In one-third of all the bottles tested, the DNA revealed there was no herb present that the label promised would be in the bottle.
For example, one bottle of echinacea, had no echinacea in it, only rice. Rice was a common substitute, as were various weeds, and even plants that could cause harm. Bottles with no herbal remedy in them included bottles of ginko balboa.
In our view, herbal supplements should be held to the same standard as any drug, namely:
1. Does it work?
2. Is it safe?
For us the answer has to be yes to #1 for sure, and it has to be safe enough to justify use if it works.
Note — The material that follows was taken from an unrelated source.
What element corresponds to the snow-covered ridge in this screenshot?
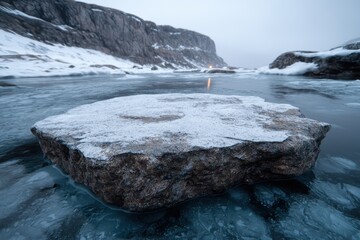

Herbal supplements have been given a pass on both questions, very few have been tested to see if they work, and often when they are tested they are found to be powerless.
The price paid for pretending is now upon us. In this study, 1/3 of the herbal supplements were frank frauds, the worse type of scams- the label promises you are buying one thing, but the truth is you are buying powdered rice or lawn weeds that have no relation to the herb you seek.
Herbal supplements were recently tested using DNA analysis proving that in 1/3 of the samples, there was no trace of the herb promised on the label.
This is yet more reason to value actual proof that something works before believing it works.
It turns out it is very hard to find substances that reliably can end a problem.